As it's "that time" again, I'm facing a largish tax bill, and I'm wondering are there any fiscal benefits of being Pareja de hecho in Spain with regards to income tax? (This will obviously be for next year.)

We've tried to find out from the hacienda, but everyone we've spoken to has contradicted the person we've spoken to previously - got a lotta love from those funcionarios.

Anyway, if anyone can help I'd be more than grateful!


----------



## Pesky Wesky (May 10, 2009)

I don't know, but...
I know you can make an appointment with someone from the office and they can really assess your case, (rather than waiting in line and getting 5 mins of someone's time) so you could make an appointment and ask them which is the best way for you to do your tax declaration, and get it in writing!!


----------



## RPW (May 20, 2011)

Pesky Wesky said:


> I don't know, but...
> I know you can make an appointment with someone from the office and they can really assess your case, (rather than waiting in line and getting 5 mins of someone's time) so you could make an appointment and ask them which is the best way for you to do your tax declaration, and get it in writing!!

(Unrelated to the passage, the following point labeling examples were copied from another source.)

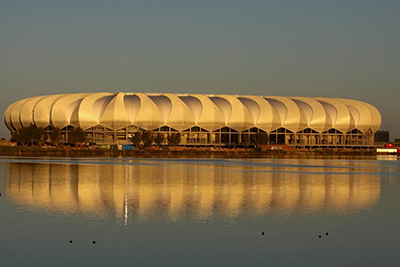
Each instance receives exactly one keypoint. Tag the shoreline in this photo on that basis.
(184, 153)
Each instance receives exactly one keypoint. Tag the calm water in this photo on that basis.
(177, 212)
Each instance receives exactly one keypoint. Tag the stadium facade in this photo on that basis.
(112, 118)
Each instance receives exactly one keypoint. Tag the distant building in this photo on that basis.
(382, 137)
(202, 120)
(4, 142)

Cheers, I've got my appointment sorted for the 2nd June with the Hacienda (I'm having huge problems changing my fiscal address), so we can discuss it with them then. 

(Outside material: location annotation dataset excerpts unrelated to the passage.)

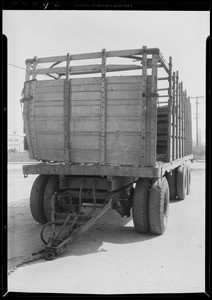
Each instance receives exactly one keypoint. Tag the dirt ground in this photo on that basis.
(112, 258)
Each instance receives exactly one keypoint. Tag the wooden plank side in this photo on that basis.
(118, 142)
(49, 125)
(55, 103)
(50, 89)
(49, 83)
(153, 124)
(143, 109)
(134, 86)
(85, 156)
(47, 112)
(51, 147)
(52, 59)
(85, 141)
(111, 95)
(50, 97)
(123, 158)
(116, 124)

(Obviously to make sure that they listen to me, I'm going to go armed with a million photocopies of every piece of identification I own! :boxing: )


----------



## Pesky Wesky (May 10, 2009)

RPW said:


> Cheers, I've got my appointment sorted for the 2nd June with the Hacienda (I'm having huge problems changing my fiscal address), so we can discuss it with them then.
> 
> (Obviously to make sure that they listen to me, I'm going to go armed with a million photocopies of every piece of identification I own! :boxing: )


Oh, right. Hopefully you'll get everything sorted then. I know you really wanted more information than I've been able to give you, but hopefully someone else who knows will post in the next couple of days. There are 3 or 4 people who know a lot about this stuff who come on from time to time


----------